I’m sorry to say, readers, she was awful! She was irritating, bossy, patronising, and spent much of the weekend playing the flute for hours whilst I sat on the couch aching with boredom between her painfully posh parents, who expressed surprise followed by disappointment upon learning that I don’t play a musical instrument. “This is why they warn you not to go meeting people on the Internet,” I thought to myself as I jerked awake during another four-hour-long musical odyssey. I fully admit that the Rik Mayall obsession was odd but she was weird.
3. I am a morning person
I go to bed early, wake up when it's light, and dream vivid and detailed.
4. My first trip to casualty was in Rome, aged 18
My friend Emily and I were backpacking through Europe in 2003. It was a painfully hot summer. I was very soon covered from head to toe in insect bites. I tried various methods of prevention, including dousing myself in repellent and retiring fully dressed and zipped into a sleeping bag in 30-degree heat but each morning I arose with fresh bites. After three weeks the bites began to swell into yellow marble-sized blisters and I decided enough was enough.
Emily and I took the bus to the hospital. In A&E I slapped my passport on the counter, pointed to my pustulous skin, and was hurried into a back room.
"What seems to be the problem?" asked a large smiling man in a thick Italian accent. I rolled up my trouser leg. He started, then leaned in and beckoned over a colleague. "Urghh!" they eclaimed, which I found unsettling and a tad unprofessional. "How did this happen?"
"Well!" I began, and launched into a rapid tale of woe with much gesturing before being interupted by the doctor who said, "Slowly, slowly please!"
He gave me a steroid injection and prescribed three sets of antibiotics. I went out and found Emily in the waiting room where she had been sitting among fierce glares from other patients; apparently I had pushed in front of a baby and a man with two broken legs.

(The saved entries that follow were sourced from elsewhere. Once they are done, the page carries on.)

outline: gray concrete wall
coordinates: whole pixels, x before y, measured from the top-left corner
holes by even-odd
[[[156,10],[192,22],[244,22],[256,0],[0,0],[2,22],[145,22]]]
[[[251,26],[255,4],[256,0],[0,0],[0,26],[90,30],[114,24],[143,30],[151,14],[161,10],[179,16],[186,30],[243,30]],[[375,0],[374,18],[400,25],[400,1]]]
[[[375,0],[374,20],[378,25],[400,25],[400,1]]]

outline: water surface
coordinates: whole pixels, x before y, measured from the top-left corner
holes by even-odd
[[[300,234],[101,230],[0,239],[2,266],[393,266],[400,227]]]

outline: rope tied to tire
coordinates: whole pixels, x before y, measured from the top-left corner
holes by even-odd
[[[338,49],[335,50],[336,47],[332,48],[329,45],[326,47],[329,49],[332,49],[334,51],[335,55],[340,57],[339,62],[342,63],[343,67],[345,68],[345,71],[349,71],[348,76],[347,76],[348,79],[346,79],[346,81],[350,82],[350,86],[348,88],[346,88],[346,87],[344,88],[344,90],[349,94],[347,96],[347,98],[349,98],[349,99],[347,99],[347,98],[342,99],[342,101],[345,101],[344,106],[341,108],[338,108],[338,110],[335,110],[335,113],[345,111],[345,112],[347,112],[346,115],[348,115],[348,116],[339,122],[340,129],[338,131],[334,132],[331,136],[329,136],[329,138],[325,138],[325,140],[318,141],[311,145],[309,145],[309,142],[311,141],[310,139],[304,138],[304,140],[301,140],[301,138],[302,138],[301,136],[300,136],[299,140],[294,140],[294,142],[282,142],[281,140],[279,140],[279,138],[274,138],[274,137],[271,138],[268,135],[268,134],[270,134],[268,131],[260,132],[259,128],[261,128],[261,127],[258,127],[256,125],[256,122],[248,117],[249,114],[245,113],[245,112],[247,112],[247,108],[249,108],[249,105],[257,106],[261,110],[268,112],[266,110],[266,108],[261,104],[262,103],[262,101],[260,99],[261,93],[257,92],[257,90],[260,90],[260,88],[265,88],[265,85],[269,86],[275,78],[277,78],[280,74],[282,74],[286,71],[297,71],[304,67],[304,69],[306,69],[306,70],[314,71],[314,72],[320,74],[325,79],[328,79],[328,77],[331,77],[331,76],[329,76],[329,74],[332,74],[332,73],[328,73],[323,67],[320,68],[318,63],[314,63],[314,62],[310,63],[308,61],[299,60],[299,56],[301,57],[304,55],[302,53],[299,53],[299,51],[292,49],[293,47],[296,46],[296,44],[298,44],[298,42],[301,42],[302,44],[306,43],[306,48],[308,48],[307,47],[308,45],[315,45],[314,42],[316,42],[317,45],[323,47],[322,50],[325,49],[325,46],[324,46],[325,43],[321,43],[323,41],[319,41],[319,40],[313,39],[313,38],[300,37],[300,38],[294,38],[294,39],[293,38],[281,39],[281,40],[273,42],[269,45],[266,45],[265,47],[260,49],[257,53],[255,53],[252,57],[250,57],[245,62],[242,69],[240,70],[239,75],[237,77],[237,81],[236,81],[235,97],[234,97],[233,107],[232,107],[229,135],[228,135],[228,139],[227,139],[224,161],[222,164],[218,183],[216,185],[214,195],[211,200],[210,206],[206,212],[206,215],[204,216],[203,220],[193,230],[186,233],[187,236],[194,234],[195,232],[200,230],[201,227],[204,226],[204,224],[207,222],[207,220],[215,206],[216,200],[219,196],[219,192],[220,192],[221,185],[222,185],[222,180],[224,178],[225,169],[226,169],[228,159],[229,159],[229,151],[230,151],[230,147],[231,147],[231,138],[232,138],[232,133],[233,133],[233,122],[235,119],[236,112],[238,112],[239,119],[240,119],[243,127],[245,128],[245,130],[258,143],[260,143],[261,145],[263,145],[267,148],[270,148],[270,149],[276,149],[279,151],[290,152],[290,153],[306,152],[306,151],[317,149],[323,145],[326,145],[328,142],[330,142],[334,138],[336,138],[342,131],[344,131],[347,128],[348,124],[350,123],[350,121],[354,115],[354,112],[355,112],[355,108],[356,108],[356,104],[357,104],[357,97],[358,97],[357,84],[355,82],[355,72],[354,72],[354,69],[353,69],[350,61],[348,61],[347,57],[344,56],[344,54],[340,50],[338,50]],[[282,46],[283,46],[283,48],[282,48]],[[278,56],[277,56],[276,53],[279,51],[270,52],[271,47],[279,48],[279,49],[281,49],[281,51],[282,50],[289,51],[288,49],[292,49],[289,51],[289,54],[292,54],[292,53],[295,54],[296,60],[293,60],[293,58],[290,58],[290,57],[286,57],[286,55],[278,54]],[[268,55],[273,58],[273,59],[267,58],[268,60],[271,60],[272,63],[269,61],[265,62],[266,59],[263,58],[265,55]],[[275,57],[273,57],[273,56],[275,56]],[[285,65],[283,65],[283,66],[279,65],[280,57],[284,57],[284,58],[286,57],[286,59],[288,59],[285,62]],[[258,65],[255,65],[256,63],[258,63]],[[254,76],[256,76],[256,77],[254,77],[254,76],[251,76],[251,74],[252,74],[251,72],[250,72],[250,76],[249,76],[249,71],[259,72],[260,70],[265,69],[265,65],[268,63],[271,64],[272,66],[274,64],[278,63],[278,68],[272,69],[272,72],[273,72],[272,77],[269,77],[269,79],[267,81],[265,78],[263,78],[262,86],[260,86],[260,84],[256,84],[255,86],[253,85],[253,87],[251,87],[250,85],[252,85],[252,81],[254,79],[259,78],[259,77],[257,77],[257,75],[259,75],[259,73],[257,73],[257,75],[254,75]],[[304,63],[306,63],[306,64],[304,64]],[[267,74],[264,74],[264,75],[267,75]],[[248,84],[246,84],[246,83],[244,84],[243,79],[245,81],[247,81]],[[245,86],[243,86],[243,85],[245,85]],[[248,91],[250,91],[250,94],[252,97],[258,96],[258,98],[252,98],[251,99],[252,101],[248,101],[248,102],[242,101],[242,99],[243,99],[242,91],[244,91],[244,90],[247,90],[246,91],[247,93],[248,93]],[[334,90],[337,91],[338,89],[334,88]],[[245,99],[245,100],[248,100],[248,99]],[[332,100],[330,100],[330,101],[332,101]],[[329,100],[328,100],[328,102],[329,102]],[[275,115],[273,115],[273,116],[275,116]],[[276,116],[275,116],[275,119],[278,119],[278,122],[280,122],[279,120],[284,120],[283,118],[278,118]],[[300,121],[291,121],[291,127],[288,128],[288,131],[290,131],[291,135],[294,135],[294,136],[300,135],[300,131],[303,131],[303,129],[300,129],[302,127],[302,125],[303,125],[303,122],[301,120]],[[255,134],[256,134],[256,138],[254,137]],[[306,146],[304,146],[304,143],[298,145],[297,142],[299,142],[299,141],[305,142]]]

5. I went to Mexico to cure a broken heart
I went alone, for a month. The adventures that happened on that trip require its own blog post (the fling, the leg amputation, the abandonment at the cinema -- stay tuned) but the cure worked. Apart from a guilty hour spent rolling with laughter watching a program about Tourette's Syndrome (like narcolepsy, a tragic, yet hilarious disease) I had barely smiled since being unceremoniously and utterly dumped by a grubby vegetarian environmental scientist with sweaty hands, long toenails, and three dogs too many. Lord knows what I was thinking.
6. I have been to three rocket launches.
I was a volunteer member of Starchaser for four years.
7. I am a book snob.
I trust very few people's opinions on books and have almost entirely rejected the fantasy genre based on limited experience and unfounded prejudice. I collect hardback books, remove the dust jackets, and arrange them alphabetically on a bookcase in my living room. I like my books to be looked after but they are meant to be read, and if someone gives me a book as gift I like them to write the date and occasion in the front.